【サスティナブルにっぽん~山梨県】ジビエを味わい森林を救おう 鈴木春花

人気メニューの「山梨県産ジビエ色々盛り合わせプレート」
人気メニューの「山梨県産ジビエ色々盛り合わせプレート」【拡大】

  • 鹿もも肉のステーキ=Urban's camp提供
  • 「Urban’scamp」オーナーの尾又慶寛さん
  • 筆者も「山梨県産ジビエ色々盛り合わせプレート」に挑戦!
  • 店では鹿の皮を使ったバッグなども販売
  • 鈴木春花

 野生の風味を楽しむ食材として近年注目を集めているのが、狩猟で捕獲した野生鳥獣の食肉、ジビエだ。秋から冬が旬ということで、富士山のふもとへジビエを食しに出掛けた。

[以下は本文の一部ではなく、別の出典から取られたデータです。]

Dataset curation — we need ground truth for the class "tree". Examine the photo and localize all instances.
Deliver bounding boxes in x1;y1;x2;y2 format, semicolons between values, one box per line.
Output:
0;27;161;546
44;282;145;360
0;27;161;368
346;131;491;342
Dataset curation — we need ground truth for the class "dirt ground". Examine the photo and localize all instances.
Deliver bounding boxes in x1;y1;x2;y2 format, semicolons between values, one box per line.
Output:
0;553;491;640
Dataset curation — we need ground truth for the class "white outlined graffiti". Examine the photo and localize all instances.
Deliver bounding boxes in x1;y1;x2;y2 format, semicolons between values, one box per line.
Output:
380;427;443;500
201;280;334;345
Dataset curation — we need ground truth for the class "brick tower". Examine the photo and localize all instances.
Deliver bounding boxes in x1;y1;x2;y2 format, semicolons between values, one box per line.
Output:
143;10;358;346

 訪れたのは、山梨県富士吉田市に昨年夏にオープンした「Urban's camp(アーバンズ・キャンプ)」。町でキャンプ気分とジビエを味わえるオーガニックカフェ&レストランだ。富士山レンジャーとして国立公園のパトロールに当たっていたオーナーの尾又慶寛さんが、資源の活用と森林環境の保全に繋げようと、2015年に法人を立ち上げ、甲府にジビエ専門のワインバルをオープン。昨年、富士山の麓に移転した。

 山梨のジビエといえば、一般的な食肉より脂肪が少なく、赤身の旨みを楽しめるヘルシーな食材として注目されている鹿の肉だ。四方を山に囲まれた森林県でニホンジカが多く生息しており、森林開発や環境の変化などで、10年以上前から鹿の食害が深刻化。鹿を計画的に捕獲し、利用しようという動きが盛んになるにつれて、鹿肉を使ったカレー料理を提供する店が、県内の割と広い地域に存在するようになった。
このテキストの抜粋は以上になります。